Plus la profondeur de champ est petite et plus le flou devant et derrière votre sujet - si la mise au point est faite sur celui-ci – est intense. La création de flou de profondeur de champ – appelé aussi bokeh – peut être un avantage pour isoler un sujet.

Esprit photographe - pourquoi vos photos sont floues - petites fleurs

© Olivier Gouzien

La profondeur de champ est directement liée à l’ouverture du diaphragme, à la focale de l’objectif et à la distance de mise au point. Pour agrandir la profondeur de champ, et donc la zone de netteté, on ferme d’avantage le diaphragme, par exemple en passant de f/2,8 à f/8.

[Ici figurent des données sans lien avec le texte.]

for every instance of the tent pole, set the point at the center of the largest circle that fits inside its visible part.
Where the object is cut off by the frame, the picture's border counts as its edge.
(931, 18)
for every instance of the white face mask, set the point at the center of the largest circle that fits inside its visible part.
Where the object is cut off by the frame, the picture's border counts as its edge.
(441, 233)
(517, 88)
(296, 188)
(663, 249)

La profondeur de champ augmente aussi (pour un point de vue et un cadrage identiques) si l’on s’éloigne du sujet sur lequel la mise au point est faite ou si l’on diminue la taille de la focale (pour un point de vue et une distance identiques).

4 – Le flou de mouvement

Esprit photographe - pourquoi vos photos sont floues - un sujet très rapide

© Olivier Gouzien

Quand le sujet de déplace rapidement et que la vitesse d’obturation n’est pas suffisamment élevée, il laisse une trace plus ou moins floue marquant son déplacement, c’est ce qu’on appelle le flou de mouvement. Deux solutions s’offrent alors au photographe :

A – Figer le mouvement

Il faut pour cela opter pour une vitesse d’obturation très élevée pour figer le sujet dans son déplacement et donner ainsi l’impression que le temps est arrêté. Cette vitesse d’obturation dépend directement de la vitesse à laquelle se déplace le sujet et aussi de sa position (éloignement) par rapport à son appareil photo. En règle générale, une vitesse d’au moins 1/1000s est nécessaire pour figer un mouvement.

B – Faire un filé

Cette technique est un peu plus complexe à mettre en œuvre. Le principe est de suivre le sujet pendant son déplacement et de déclencher tout en continuant à la suivre. La vitesse d’obturation à utiliser est de l’ordre de 1/60 s à 1/100s.

5 – La sensibilité ISO

Le capteur d’un appareil photo est conçu pour recevoir la lumière, transformer cette information en courant électrique et envoyer ce courant vers le logiciel de l’appareil pour créer une image.

Augmenter la sensibilité du capteur revient à augmenter la puissance des signaux électriques envoyés au logiciel avec pour conséquence une augmentation de « bruit » présent sur la photo. C’est l’excès de ce « bruit » qui peut donner un effet de flou et de mollesse aux photos. Il est malgré tout souvent judicieux d’augmenter la sensibilité pour conserver une vitesse d’obturation suffisante pour éviter les flous de bougé ; mieux vaut avoir en effet une photo un peu bruité qu’une photo floue. Tout est une question d’équilibre car trop de bruit sur une image est nuisible : les détails sont diffus et les contours mal définis.

Cet équilibre correspond en réalité à la limite de sensibilité à utiliser qui dépend directement de votre appareil photo. En général, plus l’appareil est récent et haut de gamme et plus il sera capable de bien gérer l’augmentation de la sensibilité. Il n’est pas rare de trouver des appareils très performants à  3200 ISO et parfois beaucoup plus.

Esprit photographe - pourquoi vos photos sont floues - un pont trop loin

© Olivier Gouzien

En conclusion

La photo est pleine d’écueils et le flou est un des plus fréquents. Mais le flou c’est aussi un outil artistique exceptionnel, ce qui le rend donc aussi indispensable ! Il n’y a pas de mauvais flou que celui qui n’est pas désiré.